For my night sky and general hue I want my painting to have, here I have chosen a pallet of ultra marine, prussian blue and little cerulean ready to mix and apply. I keep a little bit of green watercolor ready too, whatever shade my preference is for the particular painting. I may add this green right on top of the still wet blue wash in areas where green vegetation will be. This will make a nice blend of blue green in the shadows you are also creating. Here I have chosen hooker’s green.

Playing with watercolor paints

Step 3: Applying color wash.

First I wet the entire sketch, then mixing and apply my blue watercolor first as a light wash, and, taking note of where I will want to stay a little lighter where my moon lite will fall. Then I deepen my color and saturate deeper in the sky and shadow areas which now help accentuate the areas where I want the moonlite to fall as well as the enhance the brightness of the stars. I will usually let the paper dry about now and then do one or two more layers of wash, (drying in between) and often deepening the areas I want the darkest shadows to be.
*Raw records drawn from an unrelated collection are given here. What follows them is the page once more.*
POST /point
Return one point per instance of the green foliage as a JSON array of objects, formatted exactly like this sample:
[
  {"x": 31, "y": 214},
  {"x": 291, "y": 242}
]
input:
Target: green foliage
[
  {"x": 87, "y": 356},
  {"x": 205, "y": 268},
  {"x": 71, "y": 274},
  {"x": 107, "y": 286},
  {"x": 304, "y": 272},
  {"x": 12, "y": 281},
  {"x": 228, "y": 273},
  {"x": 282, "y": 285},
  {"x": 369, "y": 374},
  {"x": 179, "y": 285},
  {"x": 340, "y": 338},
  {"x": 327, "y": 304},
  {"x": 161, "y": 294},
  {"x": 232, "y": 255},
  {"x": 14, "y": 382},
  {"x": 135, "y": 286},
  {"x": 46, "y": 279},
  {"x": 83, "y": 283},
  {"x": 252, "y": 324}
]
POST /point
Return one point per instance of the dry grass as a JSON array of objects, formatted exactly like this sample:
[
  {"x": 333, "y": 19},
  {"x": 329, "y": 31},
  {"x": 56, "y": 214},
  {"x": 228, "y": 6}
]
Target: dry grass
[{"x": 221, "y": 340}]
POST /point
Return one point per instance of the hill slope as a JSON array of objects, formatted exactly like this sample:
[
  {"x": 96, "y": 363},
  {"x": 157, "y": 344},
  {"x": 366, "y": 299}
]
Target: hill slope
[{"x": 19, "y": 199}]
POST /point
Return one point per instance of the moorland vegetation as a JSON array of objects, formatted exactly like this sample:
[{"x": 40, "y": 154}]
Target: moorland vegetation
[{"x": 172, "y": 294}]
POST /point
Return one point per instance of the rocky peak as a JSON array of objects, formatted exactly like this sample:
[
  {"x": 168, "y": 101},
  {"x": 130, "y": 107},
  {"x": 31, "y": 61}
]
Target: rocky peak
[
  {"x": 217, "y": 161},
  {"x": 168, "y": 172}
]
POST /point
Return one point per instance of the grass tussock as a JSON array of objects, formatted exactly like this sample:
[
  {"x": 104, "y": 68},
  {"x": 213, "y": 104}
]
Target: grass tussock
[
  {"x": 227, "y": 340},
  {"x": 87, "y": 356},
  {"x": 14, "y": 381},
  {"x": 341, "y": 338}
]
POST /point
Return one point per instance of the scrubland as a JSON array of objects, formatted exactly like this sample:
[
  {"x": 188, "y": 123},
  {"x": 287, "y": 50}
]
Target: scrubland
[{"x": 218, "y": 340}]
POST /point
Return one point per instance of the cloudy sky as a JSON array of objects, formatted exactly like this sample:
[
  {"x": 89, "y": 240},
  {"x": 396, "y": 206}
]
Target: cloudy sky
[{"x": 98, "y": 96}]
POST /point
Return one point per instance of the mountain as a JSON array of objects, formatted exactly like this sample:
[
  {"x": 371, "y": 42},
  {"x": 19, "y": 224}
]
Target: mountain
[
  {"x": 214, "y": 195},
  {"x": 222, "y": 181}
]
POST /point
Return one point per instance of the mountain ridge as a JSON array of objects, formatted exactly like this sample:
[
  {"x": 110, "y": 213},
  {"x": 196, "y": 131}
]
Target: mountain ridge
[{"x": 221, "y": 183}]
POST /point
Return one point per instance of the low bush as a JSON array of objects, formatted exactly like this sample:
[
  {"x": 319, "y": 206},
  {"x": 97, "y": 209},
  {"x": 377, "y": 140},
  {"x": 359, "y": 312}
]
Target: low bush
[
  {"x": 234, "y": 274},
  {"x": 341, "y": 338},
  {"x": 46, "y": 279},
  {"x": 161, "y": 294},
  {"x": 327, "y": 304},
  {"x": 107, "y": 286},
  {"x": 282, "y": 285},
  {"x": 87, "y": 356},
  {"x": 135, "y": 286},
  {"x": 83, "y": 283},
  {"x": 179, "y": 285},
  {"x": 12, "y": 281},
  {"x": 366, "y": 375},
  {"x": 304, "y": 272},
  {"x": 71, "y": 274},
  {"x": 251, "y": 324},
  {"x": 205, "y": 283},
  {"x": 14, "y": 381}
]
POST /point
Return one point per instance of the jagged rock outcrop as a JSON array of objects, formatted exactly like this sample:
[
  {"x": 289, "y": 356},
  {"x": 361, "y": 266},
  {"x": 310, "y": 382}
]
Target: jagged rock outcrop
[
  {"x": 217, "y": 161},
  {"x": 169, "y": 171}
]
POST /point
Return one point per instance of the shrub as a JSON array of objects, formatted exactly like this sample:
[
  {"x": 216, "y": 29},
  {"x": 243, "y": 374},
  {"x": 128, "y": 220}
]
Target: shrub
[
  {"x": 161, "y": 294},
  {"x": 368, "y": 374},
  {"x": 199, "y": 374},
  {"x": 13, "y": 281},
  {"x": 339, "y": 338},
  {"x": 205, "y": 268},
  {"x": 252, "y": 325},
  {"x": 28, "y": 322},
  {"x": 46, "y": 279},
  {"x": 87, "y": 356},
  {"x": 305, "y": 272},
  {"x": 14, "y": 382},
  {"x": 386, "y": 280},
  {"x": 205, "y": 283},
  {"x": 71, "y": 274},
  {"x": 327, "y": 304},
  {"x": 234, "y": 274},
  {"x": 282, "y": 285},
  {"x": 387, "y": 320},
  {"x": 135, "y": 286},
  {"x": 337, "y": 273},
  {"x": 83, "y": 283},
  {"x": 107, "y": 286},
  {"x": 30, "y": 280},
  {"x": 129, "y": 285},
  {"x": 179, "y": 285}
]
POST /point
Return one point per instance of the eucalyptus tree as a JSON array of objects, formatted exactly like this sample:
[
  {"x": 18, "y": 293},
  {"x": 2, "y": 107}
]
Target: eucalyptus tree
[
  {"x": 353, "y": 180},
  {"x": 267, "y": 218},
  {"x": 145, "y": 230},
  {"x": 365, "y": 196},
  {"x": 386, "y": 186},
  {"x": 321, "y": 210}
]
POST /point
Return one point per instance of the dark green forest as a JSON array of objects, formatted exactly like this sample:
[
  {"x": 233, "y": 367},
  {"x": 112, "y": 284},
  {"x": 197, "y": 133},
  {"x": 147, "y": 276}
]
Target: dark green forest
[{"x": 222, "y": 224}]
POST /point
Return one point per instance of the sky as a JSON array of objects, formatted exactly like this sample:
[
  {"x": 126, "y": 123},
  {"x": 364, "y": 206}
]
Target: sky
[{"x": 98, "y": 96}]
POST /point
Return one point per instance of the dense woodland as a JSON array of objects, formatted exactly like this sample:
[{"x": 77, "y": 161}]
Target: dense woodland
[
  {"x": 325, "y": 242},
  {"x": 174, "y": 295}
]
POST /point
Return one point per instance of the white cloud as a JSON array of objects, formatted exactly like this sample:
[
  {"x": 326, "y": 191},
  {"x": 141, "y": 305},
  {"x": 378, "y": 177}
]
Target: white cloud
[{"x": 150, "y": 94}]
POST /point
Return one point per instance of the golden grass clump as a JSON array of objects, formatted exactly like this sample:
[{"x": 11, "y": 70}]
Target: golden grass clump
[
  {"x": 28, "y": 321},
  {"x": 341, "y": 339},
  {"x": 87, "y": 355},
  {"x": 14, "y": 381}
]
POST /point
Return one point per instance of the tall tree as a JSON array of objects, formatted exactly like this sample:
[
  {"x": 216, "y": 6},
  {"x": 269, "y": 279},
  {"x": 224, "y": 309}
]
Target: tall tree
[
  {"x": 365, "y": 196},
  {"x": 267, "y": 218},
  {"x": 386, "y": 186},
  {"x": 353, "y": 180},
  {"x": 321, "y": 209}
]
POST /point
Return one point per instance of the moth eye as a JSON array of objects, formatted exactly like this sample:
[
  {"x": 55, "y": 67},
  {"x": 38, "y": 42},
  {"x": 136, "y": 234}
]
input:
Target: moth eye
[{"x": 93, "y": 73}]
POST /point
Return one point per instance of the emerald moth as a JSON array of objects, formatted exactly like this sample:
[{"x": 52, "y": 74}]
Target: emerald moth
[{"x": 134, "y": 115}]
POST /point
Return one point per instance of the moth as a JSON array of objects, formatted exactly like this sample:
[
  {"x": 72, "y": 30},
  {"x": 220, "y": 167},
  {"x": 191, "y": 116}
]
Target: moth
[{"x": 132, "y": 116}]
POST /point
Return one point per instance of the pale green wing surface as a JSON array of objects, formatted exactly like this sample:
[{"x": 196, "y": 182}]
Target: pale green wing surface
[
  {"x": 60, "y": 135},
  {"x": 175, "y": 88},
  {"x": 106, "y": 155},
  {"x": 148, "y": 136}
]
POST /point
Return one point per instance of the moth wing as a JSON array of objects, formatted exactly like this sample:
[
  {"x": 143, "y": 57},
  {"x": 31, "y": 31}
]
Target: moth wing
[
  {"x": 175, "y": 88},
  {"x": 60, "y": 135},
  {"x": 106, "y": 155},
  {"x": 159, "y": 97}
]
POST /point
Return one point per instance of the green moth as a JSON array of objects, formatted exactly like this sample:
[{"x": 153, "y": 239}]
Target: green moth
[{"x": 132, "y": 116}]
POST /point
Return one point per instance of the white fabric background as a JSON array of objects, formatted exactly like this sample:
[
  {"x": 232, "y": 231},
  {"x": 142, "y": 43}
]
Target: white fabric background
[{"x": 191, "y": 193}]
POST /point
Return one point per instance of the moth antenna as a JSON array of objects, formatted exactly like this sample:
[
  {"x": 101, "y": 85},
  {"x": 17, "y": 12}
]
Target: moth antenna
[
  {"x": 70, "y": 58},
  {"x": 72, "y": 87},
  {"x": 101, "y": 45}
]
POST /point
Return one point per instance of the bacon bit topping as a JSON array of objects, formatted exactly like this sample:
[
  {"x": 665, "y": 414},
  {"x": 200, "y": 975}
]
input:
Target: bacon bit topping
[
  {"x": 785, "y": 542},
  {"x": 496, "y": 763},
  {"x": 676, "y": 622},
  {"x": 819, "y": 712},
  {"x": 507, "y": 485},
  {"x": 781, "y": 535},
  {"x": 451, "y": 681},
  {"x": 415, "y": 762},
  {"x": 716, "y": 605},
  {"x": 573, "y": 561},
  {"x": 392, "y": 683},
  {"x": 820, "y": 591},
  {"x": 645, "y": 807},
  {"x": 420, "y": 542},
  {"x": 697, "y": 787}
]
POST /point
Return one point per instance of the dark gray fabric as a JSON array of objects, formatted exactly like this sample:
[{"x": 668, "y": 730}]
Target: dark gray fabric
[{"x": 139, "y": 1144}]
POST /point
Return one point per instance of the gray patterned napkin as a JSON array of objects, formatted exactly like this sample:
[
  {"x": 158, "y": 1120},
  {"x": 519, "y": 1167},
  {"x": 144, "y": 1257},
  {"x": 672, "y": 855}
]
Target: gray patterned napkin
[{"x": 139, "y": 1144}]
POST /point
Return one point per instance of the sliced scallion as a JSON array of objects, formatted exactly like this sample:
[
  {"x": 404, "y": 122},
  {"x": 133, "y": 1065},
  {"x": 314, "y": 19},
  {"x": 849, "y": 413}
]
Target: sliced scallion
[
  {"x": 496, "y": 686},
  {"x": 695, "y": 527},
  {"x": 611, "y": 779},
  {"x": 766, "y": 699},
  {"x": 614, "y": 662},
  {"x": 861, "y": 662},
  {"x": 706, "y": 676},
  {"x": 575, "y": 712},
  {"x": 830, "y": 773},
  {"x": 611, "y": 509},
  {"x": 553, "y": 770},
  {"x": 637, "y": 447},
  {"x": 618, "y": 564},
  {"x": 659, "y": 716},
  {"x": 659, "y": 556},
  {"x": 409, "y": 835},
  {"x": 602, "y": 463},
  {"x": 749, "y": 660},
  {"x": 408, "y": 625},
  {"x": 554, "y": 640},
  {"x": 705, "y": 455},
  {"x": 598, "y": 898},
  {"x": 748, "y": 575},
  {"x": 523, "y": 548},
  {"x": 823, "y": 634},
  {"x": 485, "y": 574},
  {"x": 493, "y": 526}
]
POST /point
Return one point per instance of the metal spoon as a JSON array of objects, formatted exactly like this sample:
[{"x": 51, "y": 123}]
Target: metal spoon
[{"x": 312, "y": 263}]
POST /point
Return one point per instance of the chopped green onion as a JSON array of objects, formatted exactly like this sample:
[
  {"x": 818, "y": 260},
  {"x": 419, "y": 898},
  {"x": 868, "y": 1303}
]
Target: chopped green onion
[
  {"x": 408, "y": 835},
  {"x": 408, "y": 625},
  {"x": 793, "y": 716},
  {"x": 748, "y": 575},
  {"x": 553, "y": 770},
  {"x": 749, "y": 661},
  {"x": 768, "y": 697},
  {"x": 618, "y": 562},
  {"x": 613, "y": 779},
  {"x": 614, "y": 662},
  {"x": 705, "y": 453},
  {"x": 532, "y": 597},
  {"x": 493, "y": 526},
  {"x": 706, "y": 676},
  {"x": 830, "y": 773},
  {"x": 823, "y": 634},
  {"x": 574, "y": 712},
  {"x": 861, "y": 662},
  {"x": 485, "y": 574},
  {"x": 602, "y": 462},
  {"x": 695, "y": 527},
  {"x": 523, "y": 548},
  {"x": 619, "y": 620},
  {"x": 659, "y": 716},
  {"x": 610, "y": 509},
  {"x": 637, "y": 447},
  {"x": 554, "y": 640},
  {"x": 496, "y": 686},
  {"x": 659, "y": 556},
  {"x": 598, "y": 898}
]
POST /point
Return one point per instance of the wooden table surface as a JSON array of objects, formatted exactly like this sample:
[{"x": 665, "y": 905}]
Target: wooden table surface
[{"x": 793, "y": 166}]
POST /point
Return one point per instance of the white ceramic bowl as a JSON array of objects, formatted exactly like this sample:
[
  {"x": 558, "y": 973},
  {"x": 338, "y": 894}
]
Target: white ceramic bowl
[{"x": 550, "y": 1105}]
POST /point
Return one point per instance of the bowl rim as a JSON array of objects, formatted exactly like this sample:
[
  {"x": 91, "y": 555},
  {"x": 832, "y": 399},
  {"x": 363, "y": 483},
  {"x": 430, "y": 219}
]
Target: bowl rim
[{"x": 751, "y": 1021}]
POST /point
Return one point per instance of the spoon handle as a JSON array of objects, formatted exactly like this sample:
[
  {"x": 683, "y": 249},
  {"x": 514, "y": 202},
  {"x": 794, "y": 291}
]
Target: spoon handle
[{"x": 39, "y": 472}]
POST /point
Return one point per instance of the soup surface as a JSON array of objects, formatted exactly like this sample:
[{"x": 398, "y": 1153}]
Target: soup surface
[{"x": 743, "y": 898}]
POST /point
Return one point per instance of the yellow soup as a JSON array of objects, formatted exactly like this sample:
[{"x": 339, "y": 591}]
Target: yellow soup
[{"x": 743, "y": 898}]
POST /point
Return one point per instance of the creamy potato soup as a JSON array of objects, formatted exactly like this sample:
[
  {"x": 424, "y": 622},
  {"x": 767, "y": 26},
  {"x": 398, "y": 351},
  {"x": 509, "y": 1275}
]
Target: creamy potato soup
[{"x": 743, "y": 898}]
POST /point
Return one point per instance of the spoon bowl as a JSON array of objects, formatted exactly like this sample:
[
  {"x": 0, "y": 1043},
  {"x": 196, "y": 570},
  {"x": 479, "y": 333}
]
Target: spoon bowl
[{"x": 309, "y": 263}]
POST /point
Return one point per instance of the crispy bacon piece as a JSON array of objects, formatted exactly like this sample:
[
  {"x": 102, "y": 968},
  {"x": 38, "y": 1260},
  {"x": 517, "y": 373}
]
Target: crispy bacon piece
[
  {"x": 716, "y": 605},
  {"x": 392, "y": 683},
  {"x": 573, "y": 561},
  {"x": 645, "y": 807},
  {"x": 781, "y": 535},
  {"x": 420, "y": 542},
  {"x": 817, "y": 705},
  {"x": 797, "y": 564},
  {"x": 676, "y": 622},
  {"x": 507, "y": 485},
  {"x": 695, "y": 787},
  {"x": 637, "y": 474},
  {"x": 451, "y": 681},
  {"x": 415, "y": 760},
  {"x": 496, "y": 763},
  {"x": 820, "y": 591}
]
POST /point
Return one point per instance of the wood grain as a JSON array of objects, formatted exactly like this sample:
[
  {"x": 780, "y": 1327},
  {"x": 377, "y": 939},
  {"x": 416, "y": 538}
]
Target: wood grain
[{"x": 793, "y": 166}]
It is good to take you time at this “wash” stage since it is basically your foundation for your painting. If I feel hesitant whether it about my color choices or not getting too much color where I do not want, I do a few washes, gradually building up my darker areas a little each time. This way you can step back after each application and make some adjustments and have a better idea of when this stage is complete.

This piece is small, only 4.25 inches wide so I was able to just apply my base in two washes.

Painted illustration of sleeping baby animals

Step 4: Completing your painting.

Now to finish the painting. As you can see here, I’ve painted in my little characters, tree trunks and other small details (remembering to remove the masking medium where it is no longer needed as I paint). The blue wash underneath gives a nice tint to the overall piece. It is visible and gives lovely night shade where I did not need to apply paint at all, the wash being enough color.

Completed illustration — Sleeping baby animals


The effect is night and is so serene, you can almost hear the crickets!